Source: R/05_algo_mbh.R
mbh_filter.Rd

Decomposes a time series into trend and cycle using a robust boosting algorithm. Unlike the HP filter, MBH uses the Huber loss function to automatically downweight outliers (like the COVID-19 shock), preventing them from distorting the trend.

Usage

mbh_filter(
  x,
  knots = NULL,
  mstop = 500L,
  d = NULL,
  nu = 0.1,
  df = 4L,
  select_mstop = FALSE,
  boundary.knots = NULL
)

Arguments

x

Numeric vector, ts, xts, or zoo object.

knots

Integer. Number of interior knots for the P-Spline. If NULL (default), it is calculated as max(20, floor(n / 2)). High knot density is required for the trend to be flexible enough.

mstop

Integer. Maximum number of boosting iterations (default 500). If select_mstop = TRUE this is the upper bound; the actual stopping point is chosen by AICc.

d

Numeric or NULL. The delta parameter for Huber loss. If NULL (default), it is auto-calibrated as the Median Absolute Deviation (MAD) of the first differences of the series (mad(diff(y))).

Scale-mismatch warning: When x is a log-level series, diff(y) returns inter-period growth rates (typical scale 0.001–0.02), whereas the output gap (the residual the filter must explain) has a much larger scale (typical scale 0.01–0.05). Using mad(diff(y)) as d therefore sets the Huber threshold far too low: the filter treats normal business-cycle oscillations as outliers, truncates their gradients, and blocks learning. The trend becomes over-smooth and the cycle absorbs too much long-run variance.
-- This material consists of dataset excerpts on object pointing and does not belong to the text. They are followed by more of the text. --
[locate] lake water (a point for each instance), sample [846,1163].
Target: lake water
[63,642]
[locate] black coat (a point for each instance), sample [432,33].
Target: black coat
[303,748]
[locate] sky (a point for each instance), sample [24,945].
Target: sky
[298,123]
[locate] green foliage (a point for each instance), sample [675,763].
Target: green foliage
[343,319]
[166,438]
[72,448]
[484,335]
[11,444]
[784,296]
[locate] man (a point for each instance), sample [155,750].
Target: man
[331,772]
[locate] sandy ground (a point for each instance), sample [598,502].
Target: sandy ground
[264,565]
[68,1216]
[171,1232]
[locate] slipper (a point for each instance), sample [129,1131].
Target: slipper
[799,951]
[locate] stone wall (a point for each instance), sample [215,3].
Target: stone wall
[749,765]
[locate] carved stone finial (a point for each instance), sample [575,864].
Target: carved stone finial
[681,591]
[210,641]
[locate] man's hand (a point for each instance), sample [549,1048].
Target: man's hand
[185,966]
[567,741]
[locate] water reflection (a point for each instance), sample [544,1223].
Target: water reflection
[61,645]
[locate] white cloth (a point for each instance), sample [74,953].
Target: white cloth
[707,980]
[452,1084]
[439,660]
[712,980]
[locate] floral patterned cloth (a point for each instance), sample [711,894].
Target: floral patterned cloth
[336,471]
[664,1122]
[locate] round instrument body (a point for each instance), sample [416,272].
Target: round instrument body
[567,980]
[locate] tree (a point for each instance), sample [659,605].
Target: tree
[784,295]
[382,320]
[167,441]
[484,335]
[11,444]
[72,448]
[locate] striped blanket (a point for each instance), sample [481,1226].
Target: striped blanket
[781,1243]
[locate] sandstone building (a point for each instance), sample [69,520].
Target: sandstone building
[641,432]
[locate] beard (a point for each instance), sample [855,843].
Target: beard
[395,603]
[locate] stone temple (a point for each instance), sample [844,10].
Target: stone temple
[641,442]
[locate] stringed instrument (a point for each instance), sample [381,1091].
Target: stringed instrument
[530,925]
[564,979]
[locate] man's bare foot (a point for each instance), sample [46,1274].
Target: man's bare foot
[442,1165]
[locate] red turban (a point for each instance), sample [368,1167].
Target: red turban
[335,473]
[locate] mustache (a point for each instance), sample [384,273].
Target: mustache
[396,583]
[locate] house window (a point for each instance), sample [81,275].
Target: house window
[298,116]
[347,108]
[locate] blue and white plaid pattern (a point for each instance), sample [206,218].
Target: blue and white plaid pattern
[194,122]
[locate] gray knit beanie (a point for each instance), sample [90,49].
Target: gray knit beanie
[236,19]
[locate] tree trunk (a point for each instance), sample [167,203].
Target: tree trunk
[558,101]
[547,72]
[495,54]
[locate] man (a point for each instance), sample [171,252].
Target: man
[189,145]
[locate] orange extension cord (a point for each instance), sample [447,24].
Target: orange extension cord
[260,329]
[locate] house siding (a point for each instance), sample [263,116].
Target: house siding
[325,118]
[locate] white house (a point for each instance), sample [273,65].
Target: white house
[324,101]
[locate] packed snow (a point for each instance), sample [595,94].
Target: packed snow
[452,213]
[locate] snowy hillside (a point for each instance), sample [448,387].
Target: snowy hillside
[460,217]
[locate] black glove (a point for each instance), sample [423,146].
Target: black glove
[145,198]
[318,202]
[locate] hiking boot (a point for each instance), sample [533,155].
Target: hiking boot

Recommendation: For a quick preliminary calibration use d = mad(hp_filter(x)$cycle), which sets the threshold on the residual scale. Supply an explicit numeric value to override the automatic fallback entirely.

nu

Numeric. The learning rate (shrinkage) for boosting (default 0.1).

df

Integer. Effective degrees of freedom per boosting step for the P-Spline base learner (default 4). This enforces the weak-learner constraint of Bühlmann & Hothorn (2007): each boosting step contributes only a small, smooth update so that the trend is built up gradually over many iterations rather than fitted in one pass.

End-point instability warning: Higher df values cause the B-spline basis matrix to shift drastically when the sample size changes by even one observation (the "rubber-band effect"). The last few data points pull the estimated trend non-smoothly, producing unreliable end-of-sample estimates. Keep df = 4 (the default) unless you have a specific reason to deviate.

select_mstop

Logical. If TRUE, the optimal number of boosting iterations is selected automatically via AICc (corrected AIC), following Bühlmann & Hothorn (2007). The mstop argument acts as the search upper bound. Default FALSE.

AICc underfitting warning: In the combination of Huber quasi-likelihood + P-splines, AICc penalises model complexity hyper-aggressively. In practice the algorithm stops at iteration ~5–15 instead of the intended ~500. The resulting trend is nearly a straight line; all long-run variance is pushed into the cycle component, defeating the purpose of the filter. Treat select_mstop = TRUE as an experimental option and validate visually before relying on it.

boundary.knots

A numeric vector of length 2 specifying the global domain for the B-spline basis (e.g., c(1, T_max)). If NULL (default), the range of time_idx is used. For real-time stability, fix this to the full-sample domain so the basis does not shift as the sample grows.

Value

A macrofilter object with trend, cycle, data, and meta components. The meta list contains method = "MBH", knots, d, mstop, nu, df, select_mstop, and compute_time.

Details

The model estimated is an additive model: $$y_t = \text{Linear}(t) + \text{Smooth}(t) + \epsilon_t$$

It is fitted using mboost::mboost() with:

  • Base Learners: A linear time trend (mboost::bols()) to capture the global path, plus a B-spline (mboost::bbs()) to capture local curvature.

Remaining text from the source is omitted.